Amy Hastings, 28, finished a heartbroken fourth at the U.S. Olympic Marathon Trials in January, only to come back and win the 10,000 meters at the U.S. Olympic Track and Field Trials in late June to make her first Olympic team. A native of Leavenworth, KS, Hastings marched in the Opening Ceremony, then began to hunker down for her 10,000-meter final on Friday, the first day of track and field competition. NYRR News Service will check in with Hastings once more during the Games, after she competes; today she reports in from the Olympic Village.
The Opening Ceremony was one of the most incredible experiences of my life. I will try to describe it and fail miserably, but here goes: The moment when they held the U.S. team in the tunnel before we went out on the track was crazy. The excitement was palpable. I've never felt anything like it; it's what I would imagine it feels like when you’re in the tunnel and about to become the marathon gold medalist—where it is kind of quiet and you know it's coming and you're just excited beyond belief and then all of a sudden you emerge and people are screaming and you can release the pent-up excitement. But we weren’t just by ourselves; it was the entire U.S. team feeling that at the same time! It all became real in that one moment before we went out on to the field: We were Olympians!
In my suite at the moment are Des Davila and Diamond Dixon. It's pretty quiet here right now, which is perfect for pre-race relaxation. It was late when Des arrived on the 26th, which was her birthday, so we didn’t get a chance to really celebrate but I got almost the entire team to write birthday messages to her in a little book with the London skyline on it and gave that to her. I still owe her a birthday beer when we’re done here, though.
I’ve been running in Victoria Park, near Miles End, and it's been absolutely perfect for training. I really love it here. The village has been great; there is always a lot going on but I have no problem hibernating in my room when I need to. There are a million food options and everything is so convenient.
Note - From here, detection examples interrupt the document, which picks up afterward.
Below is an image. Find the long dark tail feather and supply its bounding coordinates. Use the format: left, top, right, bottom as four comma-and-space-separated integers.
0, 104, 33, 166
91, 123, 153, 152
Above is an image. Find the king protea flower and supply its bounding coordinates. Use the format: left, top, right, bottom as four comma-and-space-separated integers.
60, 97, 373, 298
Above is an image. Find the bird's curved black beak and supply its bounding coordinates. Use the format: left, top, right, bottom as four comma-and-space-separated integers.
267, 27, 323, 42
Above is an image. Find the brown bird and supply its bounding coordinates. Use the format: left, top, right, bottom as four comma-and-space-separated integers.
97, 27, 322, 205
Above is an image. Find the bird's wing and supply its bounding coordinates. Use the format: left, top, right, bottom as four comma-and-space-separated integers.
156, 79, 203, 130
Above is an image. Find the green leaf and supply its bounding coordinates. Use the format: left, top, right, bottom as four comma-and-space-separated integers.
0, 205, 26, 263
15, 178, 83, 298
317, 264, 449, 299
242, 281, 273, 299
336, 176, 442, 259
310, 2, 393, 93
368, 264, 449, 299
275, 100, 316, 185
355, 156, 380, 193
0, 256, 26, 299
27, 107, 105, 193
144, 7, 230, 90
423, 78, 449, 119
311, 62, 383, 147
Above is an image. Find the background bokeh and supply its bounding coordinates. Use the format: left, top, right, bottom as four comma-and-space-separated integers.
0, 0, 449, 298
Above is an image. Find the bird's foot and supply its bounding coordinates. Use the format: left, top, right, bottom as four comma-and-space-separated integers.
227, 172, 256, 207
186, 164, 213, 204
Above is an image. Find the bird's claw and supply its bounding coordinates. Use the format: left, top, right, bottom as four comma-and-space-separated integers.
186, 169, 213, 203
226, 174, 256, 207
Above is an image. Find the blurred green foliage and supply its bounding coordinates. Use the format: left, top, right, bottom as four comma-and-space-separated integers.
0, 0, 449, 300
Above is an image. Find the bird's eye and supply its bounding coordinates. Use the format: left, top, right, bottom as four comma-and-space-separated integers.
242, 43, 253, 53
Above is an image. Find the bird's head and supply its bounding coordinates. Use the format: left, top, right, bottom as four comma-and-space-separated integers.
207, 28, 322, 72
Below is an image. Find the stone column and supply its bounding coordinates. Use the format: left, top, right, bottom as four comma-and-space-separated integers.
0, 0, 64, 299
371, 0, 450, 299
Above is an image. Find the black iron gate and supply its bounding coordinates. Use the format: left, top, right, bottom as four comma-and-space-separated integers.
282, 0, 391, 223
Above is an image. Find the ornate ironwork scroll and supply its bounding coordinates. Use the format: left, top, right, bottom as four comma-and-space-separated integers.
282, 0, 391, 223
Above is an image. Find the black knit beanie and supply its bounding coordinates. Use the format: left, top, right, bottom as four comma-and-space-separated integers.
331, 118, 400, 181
Running from the village has become a little bit difficult because of the crowds, but Miles End is only one tube stop away and it's perfect there.
My parents, sister, brother in-law, nieces, nephew, brother, and his girlfriend are all coming to watch me race. Everyone knows that I am here to focus; they know that I know they love me and I have all the support in the world from them and that I will see them after my race. After the Olympic Marathon Trials there was no one I wanted to see more than my mom and dad. Even though I am 28, a hug from them after a rough day still has the same effect as it did when I was 8. Then in Eugene, my parents and brother and his girlfriend, Sue, were all there and it was so awesome being able to hug them after my race when I was happy! What's really funny is that if you watch the NBC online coverage of my race you can see for just a split second, on the very last straightaway when I was kicking it in, Sue in a yellow tank top jumping up and down along the fence and then my brother starting to run it in with me. It was so incredible to share that experience with my family.
My Mammoth teammates Jen Rhines, Deena Kastor, and Meb have been the greatest mentors these past four years, especially when they didn't even realize they were helping me. Just hearing them tell stories about their Olympic experiences and seeing the way they live and commit themselves to the sport has been a model for how I would like to be.
I have a tendency to get overly excited for even small races, so I've been spending a lot of time in my room turning my brain off and not thinking about running. I've gotten really into making my family tree on ancestry.com, which has been a great way to distract myself from everything else going on. I knew that the Opening Ceremony was going to pump me up, so ahead of time I was already thinking about how when I got back to my room afterward I would relax and get back to focusing on exactly what I need to be doing, which for me right now is just staying calm. Just preparing for that ahead of time really helped me calm down and refocus. I know I won’t have any problem getting excited. The hard part is waiting to get excited. I have been waiting for this race, every part of it—the excitement, the stress, the pain, every emotion that goes into it—for four years, longer than that even, so I will embrace them all, good or bad. I want to finish this race knowing that I did everything I could, knowing that I gave it my all. I'm not even completely sure what that means yet but I will be able to tell you afterward. Physically I feel wonderful. Right now I am trying to conserve every ounce of mental and physical energy to be able to use it on race day so I can pull something crazy off.